SUPREME COURT OF THE STATE OF NEVADA
Dec 12, 2013
No. 62646 (Nev. Dec. 12, 2013)

Opinion

No. 62646

12-12-2013

ELIZABETH A. TRASCHETTI, Appellant, v. THE STATE OF NEVADA, Respondent.


An unpublished order shall not be regarded as precedent and shall not be cited as legal authority. SCR 123.

ORDER OF AFFIRMANCE

This is an appeal from an order of the district court denying a post-conviction petition for a writ of habeas corpus. Eighth Judicial District Court, Clark County; Michelle Leavitt, Judge.

On appeal from the denial of her November 7, 2012, petition, appellant argues that the district court erred in denying her claims that her right to due process was violated at her prison disciplinary hearing, resulting in the loss of statutory good-time credits. When a prison disciplinary hearing results in the loss of statutory good-time credits, the United States Supreme Court has held that minimal due process rights entitle a prisoner to: (1) advance written notice of the charges, (2) a qualified opportunity to call witnesses and present evidence, and (3) a written statement by the fact finders of the evidence relied upon. Wolff v. McDonnell, 418 U.S. 539, 563-69 (1974). In addition, some evidence must support the disciplinary hearing officer's decision. Superintendent v. Hill, 472 U.S. 445, 455 (1985); see also Nevada Dep't of Corr., Admin. Reg. 707.1, Inmate Disciplinary Manual § 2(B)(3)(e)(11)(a) (2009) ("A finding of guilt must be based on some evidence, regardless of the amount." (emphasis added)). A petitioner is entitled to an evidentiary hearing if she raises claims that are not belied by the record, and, if true, would entitle her to relief. See Hargrove v. State, 100 Nev. 498, 503, 686 P.2d 222, 225 (1984).

Appellant argues that she was deprived of due process because she was not provided with copies of the evidentiary documents against her so that she could prepare a defense. First, the opportunity to preview the evidence against an inmate is not one of the rights set forth in Wolff and Hill. Second, the district court's finding that appellant was allowed to examine the evidence against her at the disciplinary hearing is supported by substantial evidence in the record, and we defer to that finding. See Lader v. Warden, 121 Nev. 682, 686, 120 P.3d 1164, 1166 (2005). The disciplinary hearing transcript reveals not only that appellant was given the opportunity to review telephone transcripts and written correspondence, but also that she did in fact review them and discuss the contents with the hearing officer. Appellant told the hearing officer that the telephone transcripts had been taken apart and reordered to make them seem something that they were not, and throughout her hearing, appellant referred to "this letter," "that letter," and parts thereof when discussing the evidence with the hearing officer, all of which clearly indicates that she was looking at transcripts and various letters. We therefore conclude that the district court did not err in denying this claim without an evidentiary hearing.

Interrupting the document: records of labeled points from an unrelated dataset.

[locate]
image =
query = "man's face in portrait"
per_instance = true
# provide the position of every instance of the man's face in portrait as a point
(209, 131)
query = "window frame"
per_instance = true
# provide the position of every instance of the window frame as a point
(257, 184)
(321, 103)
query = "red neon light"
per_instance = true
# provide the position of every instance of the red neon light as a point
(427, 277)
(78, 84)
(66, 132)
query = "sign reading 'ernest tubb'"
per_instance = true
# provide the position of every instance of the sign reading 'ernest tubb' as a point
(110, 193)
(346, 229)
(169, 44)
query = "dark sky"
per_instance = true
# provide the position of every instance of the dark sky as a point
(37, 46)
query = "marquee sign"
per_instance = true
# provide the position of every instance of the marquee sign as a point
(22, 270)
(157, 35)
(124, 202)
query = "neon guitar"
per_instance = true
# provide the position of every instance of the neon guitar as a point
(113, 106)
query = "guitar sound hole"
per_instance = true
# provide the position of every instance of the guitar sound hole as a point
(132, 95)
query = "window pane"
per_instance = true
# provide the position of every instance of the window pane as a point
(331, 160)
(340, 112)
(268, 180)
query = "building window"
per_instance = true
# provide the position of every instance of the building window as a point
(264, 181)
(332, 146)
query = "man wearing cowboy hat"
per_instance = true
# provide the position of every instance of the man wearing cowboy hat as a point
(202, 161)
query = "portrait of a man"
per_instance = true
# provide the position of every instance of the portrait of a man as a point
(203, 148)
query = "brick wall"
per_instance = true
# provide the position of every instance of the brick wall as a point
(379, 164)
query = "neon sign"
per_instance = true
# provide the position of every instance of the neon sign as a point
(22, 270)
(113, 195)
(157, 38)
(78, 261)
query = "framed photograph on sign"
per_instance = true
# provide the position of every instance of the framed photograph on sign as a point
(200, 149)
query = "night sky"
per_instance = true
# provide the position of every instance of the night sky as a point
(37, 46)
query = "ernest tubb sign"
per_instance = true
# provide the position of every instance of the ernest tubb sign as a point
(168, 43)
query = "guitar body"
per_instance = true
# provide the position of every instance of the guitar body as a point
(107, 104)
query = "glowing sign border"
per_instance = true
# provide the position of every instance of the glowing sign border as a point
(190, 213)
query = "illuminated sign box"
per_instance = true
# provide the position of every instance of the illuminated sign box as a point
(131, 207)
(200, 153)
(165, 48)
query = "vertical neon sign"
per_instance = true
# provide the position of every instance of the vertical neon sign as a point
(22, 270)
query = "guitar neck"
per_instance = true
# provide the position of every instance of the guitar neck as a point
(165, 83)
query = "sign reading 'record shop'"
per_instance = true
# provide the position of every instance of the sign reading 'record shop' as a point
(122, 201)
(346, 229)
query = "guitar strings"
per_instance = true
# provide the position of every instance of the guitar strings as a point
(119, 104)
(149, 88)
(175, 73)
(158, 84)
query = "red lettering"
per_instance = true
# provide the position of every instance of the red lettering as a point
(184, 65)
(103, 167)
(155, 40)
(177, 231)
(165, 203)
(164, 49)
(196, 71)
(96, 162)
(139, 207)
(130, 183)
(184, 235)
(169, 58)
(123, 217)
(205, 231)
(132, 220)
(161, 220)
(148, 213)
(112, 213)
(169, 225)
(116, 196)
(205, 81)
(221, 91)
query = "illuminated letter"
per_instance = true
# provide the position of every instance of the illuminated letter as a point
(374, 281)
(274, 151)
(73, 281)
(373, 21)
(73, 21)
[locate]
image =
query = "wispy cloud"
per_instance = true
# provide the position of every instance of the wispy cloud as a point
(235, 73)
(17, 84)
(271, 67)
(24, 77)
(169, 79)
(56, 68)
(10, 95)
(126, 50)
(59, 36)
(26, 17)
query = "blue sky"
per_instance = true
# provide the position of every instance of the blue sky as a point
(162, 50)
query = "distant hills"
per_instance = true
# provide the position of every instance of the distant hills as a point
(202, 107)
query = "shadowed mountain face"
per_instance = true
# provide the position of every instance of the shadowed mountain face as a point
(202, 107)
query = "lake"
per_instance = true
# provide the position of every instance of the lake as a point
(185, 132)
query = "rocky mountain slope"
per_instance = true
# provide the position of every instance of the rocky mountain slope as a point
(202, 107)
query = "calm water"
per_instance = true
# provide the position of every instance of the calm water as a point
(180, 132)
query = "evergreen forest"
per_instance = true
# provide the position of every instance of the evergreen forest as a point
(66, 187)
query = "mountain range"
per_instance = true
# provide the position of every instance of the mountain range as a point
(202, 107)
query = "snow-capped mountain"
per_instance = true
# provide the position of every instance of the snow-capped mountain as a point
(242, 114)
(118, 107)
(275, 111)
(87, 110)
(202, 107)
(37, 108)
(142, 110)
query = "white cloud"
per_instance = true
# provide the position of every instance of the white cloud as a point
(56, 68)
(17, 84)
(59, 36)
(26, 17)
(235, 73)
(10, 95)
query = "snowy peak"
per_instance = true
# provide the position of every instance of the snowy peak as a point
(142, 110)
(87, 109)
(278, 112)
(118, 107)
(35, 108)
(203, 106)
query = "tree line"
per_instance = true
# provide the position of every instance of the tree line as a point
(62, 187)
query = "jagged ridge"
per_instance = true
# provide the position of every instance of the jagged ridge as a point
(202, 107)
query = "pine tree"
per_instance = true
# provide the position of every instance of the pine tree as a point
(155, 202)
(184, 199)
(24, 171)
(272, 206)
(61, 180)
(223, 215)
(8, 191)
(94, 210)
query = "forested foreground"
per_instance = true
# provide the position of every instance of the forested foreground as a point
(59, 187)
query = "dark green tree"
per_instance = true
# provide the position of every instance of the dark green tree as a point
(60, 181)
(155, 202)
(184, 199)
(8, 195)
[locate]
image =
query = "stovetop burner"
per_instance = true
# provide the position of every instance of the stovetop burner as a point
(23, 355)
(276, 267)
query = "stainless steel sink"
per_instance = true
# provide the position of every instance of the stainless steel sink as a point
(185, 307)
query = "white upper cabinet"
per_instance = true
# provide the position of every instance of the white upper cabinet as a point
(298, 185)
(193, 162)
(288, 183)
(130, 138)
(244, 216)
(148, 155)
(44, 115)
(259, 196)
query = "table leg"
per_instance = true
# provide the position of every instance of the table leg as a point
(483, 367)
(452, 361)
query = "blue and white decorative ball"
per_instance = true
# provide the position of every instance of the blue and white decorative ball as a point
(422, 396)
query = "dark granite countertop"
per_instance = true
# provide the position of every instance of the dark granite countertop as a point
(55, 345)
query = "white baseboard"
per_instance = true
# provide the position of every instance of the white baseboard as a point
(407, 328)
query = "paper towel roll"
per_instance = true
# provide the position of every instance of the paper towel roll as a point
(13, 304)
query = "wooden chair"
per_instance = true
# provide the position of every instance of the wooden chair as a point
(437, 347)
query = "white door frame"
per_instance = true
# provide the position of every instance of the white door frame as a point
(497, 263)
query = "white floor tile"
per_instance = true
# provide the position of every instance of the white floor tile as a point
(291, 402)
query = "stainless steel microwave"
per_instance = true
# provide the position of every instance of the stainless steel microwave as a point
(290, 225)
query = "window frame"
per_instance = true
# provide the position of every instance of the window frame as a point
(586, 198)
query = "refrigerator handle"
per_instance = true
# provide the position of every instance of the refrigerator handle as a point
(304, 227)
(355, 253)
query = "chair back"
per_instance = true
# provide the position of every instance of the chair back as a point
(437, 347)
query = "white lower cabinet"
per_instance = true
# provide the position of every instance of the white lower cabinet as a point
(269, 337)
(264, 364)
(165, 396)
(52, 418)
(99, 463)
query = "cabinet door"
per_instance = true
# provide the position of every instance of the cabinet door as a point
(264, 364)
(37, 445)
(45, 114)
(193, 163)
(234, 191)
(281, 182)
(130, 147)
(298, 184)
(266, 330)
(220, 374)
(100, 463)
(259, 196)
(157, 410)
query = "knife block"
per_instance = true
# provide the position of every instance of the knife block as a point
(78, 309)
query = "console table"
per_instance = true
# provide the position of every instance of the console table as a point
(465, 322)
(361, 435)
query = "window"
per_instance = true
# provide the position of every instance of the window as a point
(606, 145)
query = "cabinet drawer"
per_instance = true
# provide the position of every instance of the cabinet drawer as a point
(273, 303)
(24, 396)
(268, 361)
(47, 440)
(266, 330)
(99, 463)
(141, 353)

Appellant also argues that her due-process claims challenging her placement in punitive segregation and the effect of her disciplinary proceedings on her chances of parole were within the scope permissible in a post-conviction habeas petition. First, appellant's claims are not cognizable in a post-conviction habeas petition. See NRS 213.10705 ("[Plarole . . . is an act of grace."); Bowen v. Warden, 100 Nev. 489, 686 P.2d 250 (1984) (holding that placement in punitive segregation is a condition of confinement and thus not cognizable in a post-conviction habeas petition); Severance v. Armstrong, 96 Nev. 836, 839, 620 P.2d 369, 370 (1980) (holding that because a Nevada inmate has no legitimate expectation of parole release, he has no "constitutionally cognizable liberty interest sufficient to invoke due process"). Second, as a separate and independent ground to deny relief, even if her claims were cognizable, we have concluded that appellant received all the process she was due.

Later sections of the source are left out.